# Post-Incident Testing Guide
**Version:** 1.0
**Status:** Turn #6 Implementation
**Audience:** StellaOps developers, QA engineers, incident responders
---
## Overview
Every production incident should produce a permanent regression test. This guide describes the infrastructure and workflow for generating, reviewing, and maintaining post-incident tests in the StellaOps codebase.
### Key Principles
1. **Permanent Regression**: Incidents that reach production indicate a gap in testing.
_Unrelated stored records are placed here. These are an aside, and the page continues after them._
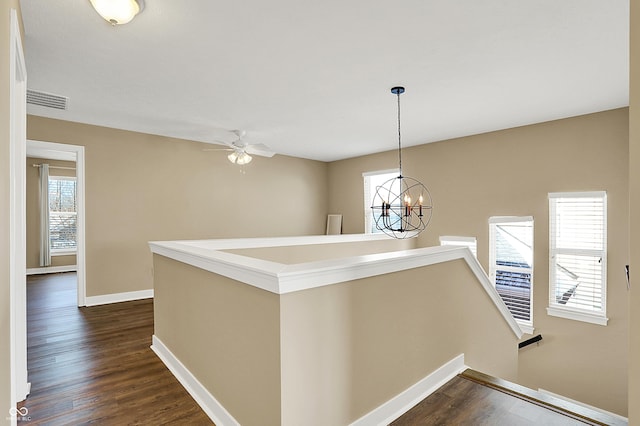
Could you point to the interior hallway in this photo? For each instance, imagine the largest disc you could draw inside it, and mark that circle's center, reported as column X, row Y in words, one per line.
column 94, row 365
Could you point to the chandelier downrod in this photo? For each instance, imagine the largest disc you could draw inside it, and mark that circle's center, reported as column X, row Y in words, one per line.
column 402, row 206
column 398, row 90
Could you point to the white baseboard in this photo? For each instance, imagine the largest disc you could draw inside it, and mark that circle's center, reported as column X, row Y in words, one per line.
column 582, row 404
column 105, row 299
column 216, row 412
column 52, row 269
column 404, row 401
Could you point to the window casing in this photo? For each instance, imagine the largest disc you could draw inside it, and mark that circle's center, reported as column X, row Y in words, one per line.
column 578, row 256
column 511, row 265
column 62, row 215
column 372, row 180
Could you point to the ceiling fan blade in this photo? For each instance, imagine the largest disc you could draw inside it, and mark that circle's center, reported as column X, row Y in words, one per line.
column 259, row 149
column 218, row 149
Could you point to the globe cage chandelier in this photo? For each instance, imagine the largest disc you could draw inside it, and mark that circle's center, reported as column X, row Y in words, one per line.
column 402, row 206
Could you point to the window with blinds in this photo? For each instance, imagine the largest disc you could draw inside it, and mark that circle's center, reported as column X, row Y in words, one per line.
column 578, row 256
column 511, row 265
column 62, row 214
column 372, row 180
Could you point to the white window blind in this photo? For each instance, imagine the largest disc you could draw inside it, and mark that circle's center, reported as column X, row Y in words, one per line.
column 578, row 256
column 470, row 242
column 372, row 180
column 62, row 213
column 511, row 265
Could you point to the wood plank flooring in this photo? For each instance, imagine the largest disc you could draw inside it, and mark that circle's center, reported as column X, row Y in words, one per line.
column 462, row 401
column 93, row 365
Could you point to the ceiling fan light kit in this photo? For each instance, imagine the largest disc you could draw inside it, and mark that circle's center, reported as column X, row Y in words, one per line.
column 241, row 151
column 239, row 157
column 402, row 206
column 118, row 12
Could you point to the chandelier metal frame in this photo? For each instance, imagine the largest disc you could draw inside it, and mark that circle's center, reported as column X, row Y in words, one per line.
column 402, row 206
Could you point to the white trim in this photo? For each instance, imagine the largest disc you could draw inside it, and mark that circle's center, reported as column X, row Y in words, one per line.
column 52, row 269
column 19, row 385
column 577, row 316
column 75, row 153
column 106, row 299
column 405, row 400
column 216, row 412
column 584, row 194
column 380, row 172
column 504, row 219
column 454, row 238
column 63, row 252
column 582, row 404
column 281, row 279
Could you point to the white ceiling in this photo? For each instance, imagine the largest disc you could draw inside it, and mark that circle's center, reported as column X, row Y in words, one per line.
column 312, row 79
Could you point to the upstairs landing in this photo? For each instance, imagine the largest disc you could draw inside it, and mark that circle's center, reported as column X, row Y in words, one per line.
column 474, row 398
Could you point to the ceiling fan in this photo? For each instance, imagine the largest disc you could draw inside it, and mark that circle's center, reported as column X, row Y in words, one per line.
column 241, row 151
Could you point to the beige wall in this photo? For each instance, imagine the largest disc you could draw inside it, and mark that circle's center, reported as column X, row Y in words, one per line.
column 355, row 345
column 328, row 355
column 226, row 334
column 33, row 211
column 634, row 222
column 511, row 172
column 5, row 180
column 142, row 188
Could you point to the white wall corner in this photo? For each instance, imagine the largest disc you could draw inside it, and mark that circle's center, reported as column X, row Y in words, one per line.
column 404, row 401
column 216, row 412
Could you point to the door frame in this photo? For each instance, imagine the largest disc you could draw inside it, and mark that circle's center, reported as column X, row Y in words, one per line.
column 60, row 151
column 20, row 386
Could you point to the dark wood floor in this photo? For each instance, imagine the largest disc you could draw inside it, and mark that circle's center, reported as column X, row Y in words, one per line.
column 94, row 365
column 464, row 402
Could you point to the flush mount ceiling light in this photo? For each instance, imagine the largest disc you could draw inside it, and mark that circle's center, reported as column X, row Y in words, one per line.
column 402, row 206
column 118, row 12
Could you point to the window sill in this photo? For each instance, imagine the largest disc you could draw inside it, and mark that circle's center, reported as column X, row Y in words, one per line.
column 526, row 328
column 577, row 316
column 68, row 252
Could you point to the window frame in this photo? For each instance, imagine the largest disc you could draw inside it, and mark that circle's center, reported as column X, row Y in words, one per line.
column 526, row 326
column 554, row 308
column 366, row 180
column 66, row 251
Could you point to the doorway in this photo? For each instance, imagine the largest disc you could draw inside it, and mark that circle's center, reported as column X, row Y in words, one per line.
column 73, row 153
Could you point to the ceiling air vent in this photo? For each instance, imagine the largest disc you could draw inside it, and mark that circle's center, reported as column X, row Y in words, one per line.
column 47, row 100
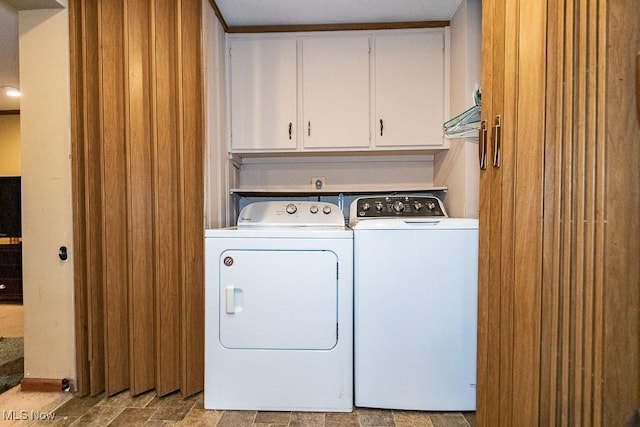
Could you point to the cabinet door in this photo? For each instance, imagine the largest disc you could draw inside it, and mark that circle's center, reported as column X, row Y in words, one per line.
column 336, row 92
column 410, row 88
column 263, row 94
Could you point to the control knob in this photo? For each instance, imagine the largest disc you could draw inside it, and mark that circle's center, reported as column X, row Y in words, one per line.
column 398, row 206
column 291, row 208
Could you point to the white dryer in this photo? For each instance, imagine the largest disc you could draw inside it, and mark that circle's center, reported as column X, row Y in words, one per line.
column 415, row 298
column 279, row 310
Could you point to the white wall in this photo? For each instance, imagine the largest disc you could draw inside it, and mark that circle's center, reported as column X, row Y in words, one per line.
column 458, row 167
column 46, row 194
column 10, row 163
column 217, row 182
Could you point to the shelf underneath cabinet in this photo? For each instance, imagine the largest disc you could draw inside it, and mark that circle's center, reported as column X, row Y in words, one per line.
column 334, row 190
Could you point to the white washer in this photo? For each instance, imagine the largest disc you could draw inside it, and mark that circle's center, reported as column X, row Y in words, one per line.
column 279, row 310
column 415, row 298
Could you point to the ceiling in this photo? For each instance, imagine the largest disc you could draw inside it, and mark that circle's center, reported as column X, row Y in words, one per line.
column 9, row 69
column 309, row 12
column 241, row 13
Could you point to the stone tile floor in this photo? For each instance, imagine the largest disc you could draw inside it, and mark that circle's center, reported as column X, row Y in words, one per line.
column 174, row 410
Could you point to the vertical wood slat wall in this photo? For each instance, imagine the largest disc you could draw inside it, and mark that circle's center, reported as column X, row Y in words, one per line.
column 577, row 314
column 137, row 121
column 591, row 280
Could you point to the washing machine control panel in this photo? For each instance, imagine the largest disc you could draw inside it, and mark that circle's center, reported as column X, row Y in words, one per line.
column 397, row 206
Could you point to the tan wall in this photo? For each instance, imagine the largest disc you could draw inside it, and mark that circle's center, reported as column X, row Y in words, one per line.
column 46, row 182
column 10, row 164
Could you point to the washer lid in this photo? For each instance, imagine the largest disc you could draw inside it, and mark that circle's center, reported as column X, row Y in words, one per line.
column 291, row 214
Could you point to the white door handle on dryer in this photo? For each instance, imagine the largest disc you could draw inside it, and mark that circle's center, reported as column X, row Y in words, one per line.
column 230, row 300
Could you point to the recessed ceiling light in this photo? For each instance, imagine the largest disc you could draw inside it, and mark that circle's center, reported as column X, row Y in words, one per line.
column 11, row 91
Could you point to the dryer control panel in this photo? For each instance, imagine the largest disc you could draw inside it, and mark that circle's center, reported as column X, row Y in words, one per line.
column 396, row 206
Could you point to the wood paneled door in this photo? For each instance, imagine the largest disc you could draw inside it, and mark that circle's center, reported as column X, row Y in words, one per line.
column 559, row 280
column 137, row 130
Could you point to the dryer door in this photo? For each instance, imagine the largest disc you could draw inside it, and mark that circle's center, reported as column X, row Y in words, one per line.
column 278, row 299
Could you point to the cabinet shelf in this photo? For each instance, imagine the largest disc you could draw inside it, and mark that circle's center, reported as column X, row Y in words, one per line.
column 334, row 190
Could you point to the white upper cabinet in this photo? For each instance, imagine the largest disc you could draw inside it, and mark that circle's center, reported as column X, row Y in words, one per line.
column 360, row 91
column 409, row 88
column 263, row 94
column 336, row 93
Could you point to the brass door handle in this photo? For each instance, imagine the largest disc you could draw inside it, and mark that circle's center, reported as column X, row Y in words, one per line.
column 497, row 141
column 482, row 145
column 638, row 84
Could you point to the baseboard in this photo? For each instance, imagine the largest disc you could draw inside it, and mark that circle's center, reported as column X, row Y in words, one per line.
column 46, row 385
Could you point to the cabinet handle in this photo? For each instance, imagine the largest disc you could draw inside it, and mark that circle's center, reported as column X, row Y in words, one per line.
column 497, row 141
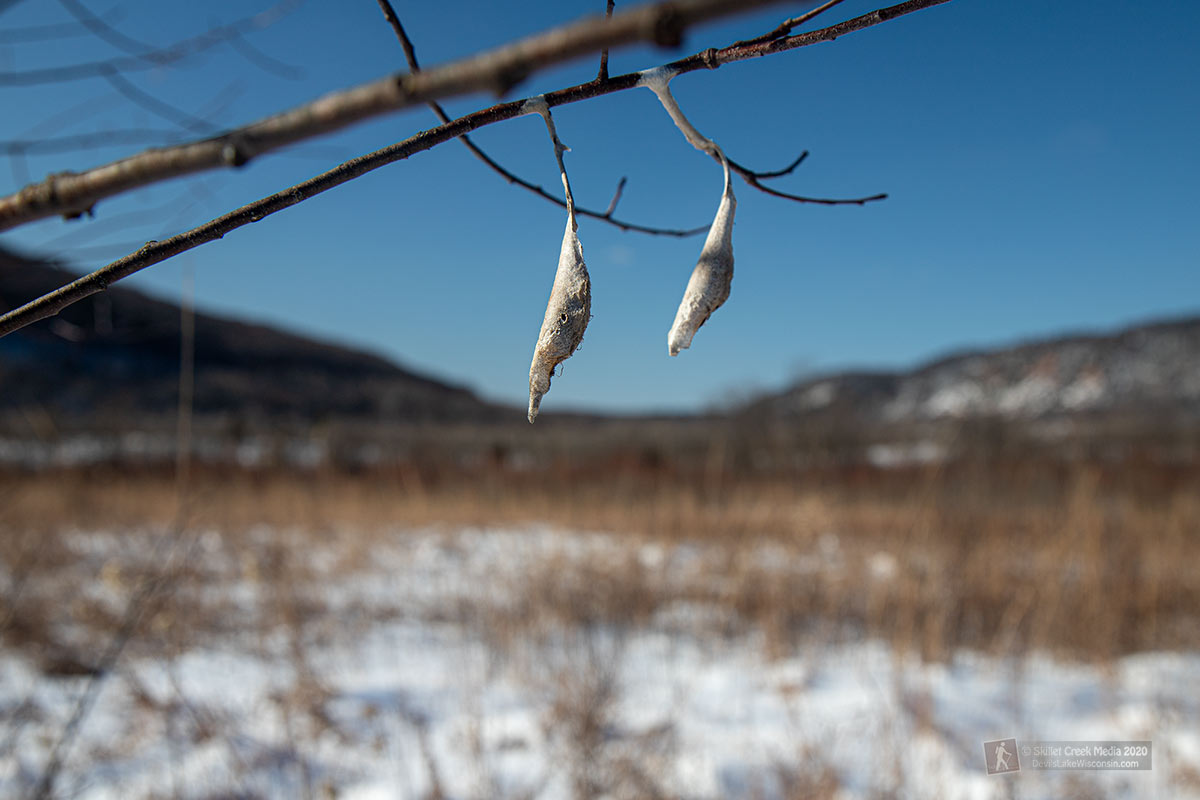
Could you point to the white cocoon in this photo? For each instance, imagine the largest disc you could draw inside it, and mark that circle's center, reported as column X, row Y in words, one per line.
column 567, row 317
column 709, row 283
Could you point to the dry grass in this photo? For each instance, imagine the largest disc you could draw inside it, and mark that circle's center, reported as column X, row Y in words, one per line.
column 1089, row 561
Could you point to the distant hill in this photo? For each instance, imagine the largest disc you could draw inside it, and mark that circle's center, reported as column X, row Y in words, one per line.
column 100, row 382
column 112, row 361
column 1149, row 371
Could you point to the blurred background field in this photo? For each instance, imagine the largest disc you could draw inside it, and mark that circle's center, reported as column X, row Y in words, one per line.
column 835, row 591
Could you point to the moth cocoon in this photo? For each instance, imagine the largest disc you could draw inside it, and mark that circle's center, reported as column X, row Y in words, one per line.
column 567, row 317
column 709, row 283
column 570, row 298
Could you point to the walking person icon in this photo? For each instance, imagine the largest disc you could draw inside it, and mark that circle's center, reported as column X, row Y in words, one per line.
column 1002, row 758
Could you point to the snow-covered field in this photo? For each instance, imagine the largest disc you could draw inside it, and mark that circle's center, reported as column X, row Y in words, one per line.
column 435, row 663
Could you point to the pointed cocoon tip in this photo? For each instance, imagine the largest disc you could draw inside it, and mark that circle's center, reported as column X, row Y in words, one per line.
column 709, row 283
column 567, row 317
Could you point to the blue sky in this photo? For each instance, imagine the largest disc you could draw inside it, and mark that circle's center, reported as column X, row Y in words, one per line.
column 1042, row 166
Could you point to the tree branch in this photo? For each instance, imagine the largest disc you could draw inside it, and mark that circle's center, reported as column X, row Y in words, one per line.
column 497, row 71
column 159, row 251
column 149, row 59
column 406, row 43
column 604, row 54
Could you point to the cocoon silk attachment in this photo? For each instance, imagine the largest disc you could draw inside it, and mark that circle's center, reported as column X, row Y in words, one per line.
column 570, row 298
column 713, row 276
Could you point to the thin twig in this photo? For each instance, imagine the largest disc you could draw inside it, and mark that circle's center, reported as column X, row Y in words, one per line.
column 160, row 108
column 604, row 54
column 262, row 60
column 406, row 43
column 616, row 199
column 101, row 29
column 160, row 251
column 497, row 71
column 88, row 140
column 789, row 25
column 150, row 59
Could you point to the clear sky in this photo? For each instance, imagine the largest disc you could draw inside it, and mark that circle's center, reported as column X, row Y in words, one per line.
column 1042, row 161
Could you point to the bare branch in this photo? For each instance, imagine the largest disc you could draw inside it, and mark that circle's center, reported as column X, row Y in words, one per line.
column 498, row 71
column 88, row 140
column 616, row 199
column 160, row 108
column 150, row 59
column 753, row 178
column 160, row 251
column 789, row 25
column 49, row 32
column 411, row 56
column 262, row 60
column 99, row 28
column 604, row 54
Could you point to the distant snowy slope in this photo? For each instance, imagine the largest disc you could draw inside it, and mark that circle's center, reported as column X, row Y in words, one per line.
column 1147, row 370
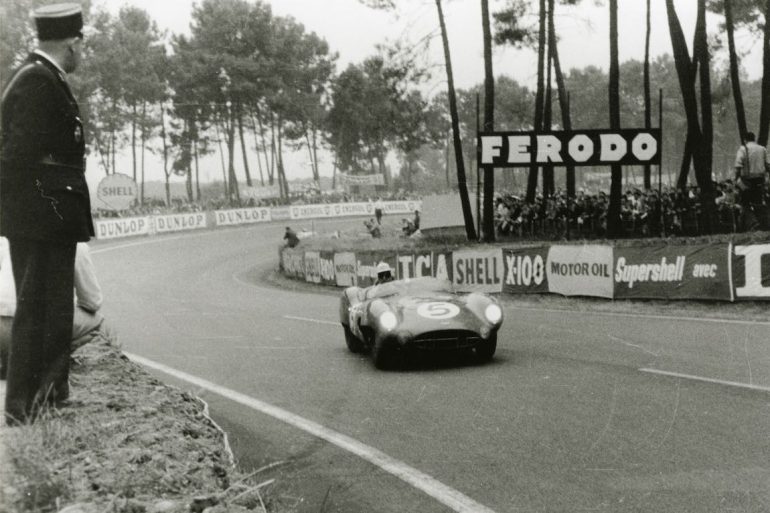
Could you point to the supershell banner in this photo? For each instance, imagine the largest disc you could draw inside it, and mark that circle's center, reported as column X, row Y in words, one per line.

That gap must be permanently closed.
2. **Deterministic Replay**: Tests are generated from replay manifests captured during the incident.
3. **Severity-Gated**: P1/P2 incident tests block releases; P3/P4 tests are warning-only.
4. **Traceable**: Every incident test links back to the incident report and fix.
---
## Workflow
### 1. Incident Triggers Replay Capture
When an incident occurs, the replay infrastructure automatically captures:
- Event sequences with correlation IDs
- Input data (sanitized for PII)
- System state at time of incident
- Configuration and policy digests
This produces a **replay manifest** stored in the Evidence Locker.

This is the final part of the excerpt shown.